The largest nuclear weapon ever tested is the 50 megaton ‘Tsar Bomba’ in 1961 on an isolated island in Russia, which released roughly the energy of 3,333 Hiroshima bombs combined. If it hits London, it would cause 5,778,170 estimated fatalities and 3,421,250 estimated injuries demolishing heavily built concrete buildings within a 8.91 km-radius with a fatality rate of almost 100 per cent. Third-degree burns would occur within a radius of 60km.

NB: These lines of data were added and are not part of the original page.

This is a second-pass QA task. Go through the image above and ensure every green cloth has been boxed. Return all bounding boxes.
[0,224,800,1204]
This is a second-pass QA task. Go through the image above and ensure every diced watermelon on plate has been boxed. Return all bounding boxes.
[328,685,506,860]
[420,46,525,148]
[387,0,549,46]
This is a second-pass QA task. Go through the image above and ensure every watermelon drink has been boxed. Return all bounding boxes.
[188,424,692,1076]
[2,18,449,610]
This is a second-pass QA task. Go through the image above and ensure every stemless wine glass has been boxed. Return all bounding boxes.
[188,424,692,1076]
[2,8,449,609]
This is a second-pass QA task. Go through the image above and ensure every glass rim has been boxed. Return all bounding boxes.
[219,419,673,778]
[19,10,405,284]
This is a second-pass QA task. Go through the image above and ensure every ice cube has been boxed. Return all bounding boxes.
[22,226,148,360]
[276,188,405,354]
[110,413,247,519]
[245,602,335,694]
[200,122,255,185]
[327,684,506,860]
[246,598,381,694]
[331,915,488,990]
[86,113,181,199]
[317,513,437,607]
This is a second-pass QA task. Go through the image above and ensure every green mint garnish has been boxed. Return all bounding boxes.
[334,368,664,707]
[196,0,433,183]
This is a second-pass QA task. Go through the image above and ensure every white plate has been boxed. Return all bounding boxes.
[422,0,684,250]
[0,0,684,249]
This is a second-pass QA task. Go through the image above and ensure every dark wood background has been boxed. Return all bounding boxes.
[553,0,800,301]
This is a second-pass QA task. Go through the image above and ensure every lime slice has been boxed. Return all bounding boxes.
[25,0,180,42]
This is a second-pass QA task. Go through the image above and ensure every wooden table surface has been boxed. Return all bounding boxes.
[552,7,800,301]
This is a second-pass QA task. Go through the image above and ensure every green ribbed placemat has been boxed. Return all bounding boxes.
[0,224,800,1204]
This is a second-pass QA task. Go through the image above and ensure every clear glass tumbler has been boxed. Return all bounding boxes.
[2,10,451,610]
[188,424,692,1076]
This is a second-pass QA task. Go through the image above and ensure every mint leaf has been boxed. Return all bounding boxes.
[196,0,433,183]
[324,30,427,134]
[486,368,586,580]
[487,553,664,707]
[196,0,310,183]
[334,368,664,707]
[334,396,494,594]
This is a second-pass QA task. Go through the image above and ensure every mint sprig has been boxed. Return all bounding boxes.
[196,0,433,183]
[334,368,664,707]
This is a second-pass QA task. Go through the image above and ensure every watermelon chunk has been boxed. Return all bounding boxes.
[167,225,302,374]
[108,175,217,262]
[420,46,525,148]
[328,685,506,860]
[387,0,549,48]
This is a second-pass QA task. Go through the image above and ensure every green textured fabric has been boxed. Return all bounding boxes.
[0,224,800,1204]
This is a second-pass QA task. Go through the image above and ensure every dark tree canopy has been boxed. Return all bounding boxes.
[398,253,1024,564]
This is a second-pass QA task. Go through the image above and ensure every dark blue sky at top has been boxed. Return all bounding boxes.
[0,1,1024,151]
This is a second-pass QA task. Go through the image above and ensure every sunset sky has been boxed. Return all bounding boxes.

Earlier, before the Trump-Kim summit, it was reported that Kim Jong-un was considering the test of a H-bomb in the Pacific Ocean as a response to Trump’s threat “to totally destroy North Korea”. A 400-page long US military report of 1996 by Bernard Le Mehaute and Shen Wang of the Rosenstiel School of Marine & Atmospheric Science has some clue that after detonation an expected shockwave radiating outward and carrying upwards of 140 kilotons of energy resulting in plasma unleashes into the water, sending massive amounts of water vapour and miscellaneous debris into the air.
Understandably, Moon Jae-in has reason to be anxious – if North Korea strikes Seoul with its latest 150 kilotons nuclear weapon, which it is capable of, a fireball of a radius of around 1.09 kilometres would vaporise all buildings inside and would instantly kill 215,270 people. This is according to the ‘Nukemap’ simulation.
A further 560,610 severely injured in radiation exposure are likely to die within several months or years. The core of a nuclear bomb can reach a whopping 66 million degrees Celsius, compared to 300,000 degrees Celcius of the Hiroshima explosion. Radiation with a 50-90 per cent mortality rate within 11.8 square kilometres would cause death between several hours and several weeks.
Neighbourhoods like Susong-Dong, Chungmuro, Migeun- Dong and Sinunno would be completely wiped out. That’s certainly not all – a thermal radiation causing third-degree burns up to 68.4 square kilometres from impact point would effectively wipe out Seoul and its 51.44 million people. Well, the neighouring countries, even North Korea, would not be able to escape. Millions would eventually die in North Korea, Japan, Taiwan and huge swathes of China.
And, we know very well that the “silly thing” might trigger the third world war with the possibility of many such bombings in different places on the globe, and thus a head of the state might not find it really “funny” to call his/her counterpart.
On the one hand, it is very difficult to monitor the North Korean nuclear programme. Also, there is a serious apprehension that Kim Jong-un might not give up the programme so easily. In early November, North Korea indicated that the country may consider returning to its previous “byungjin policy” of parallel development of the economy and nuclear weapons, originally announced by Kim in 2013, if the United States sticks to its current course.
While playing with the hypothetical ‘Doomsday Clock’ next time, the time gap to ‘midnight’ might widen a bit in January 2019 – courtesy the much-hyped Summit when the ‘Dotard’ shook hand with the ‘Little Rocket Man’ in Singapore. But, in order to make the planet a safer place, something more concrete than bubbles might be needed. Can we really hope for something more promising in the coming second Trump-Kim summit in early 2019?
The writer is Professor of Statistics, Indian Statistical Institute, Kolkata.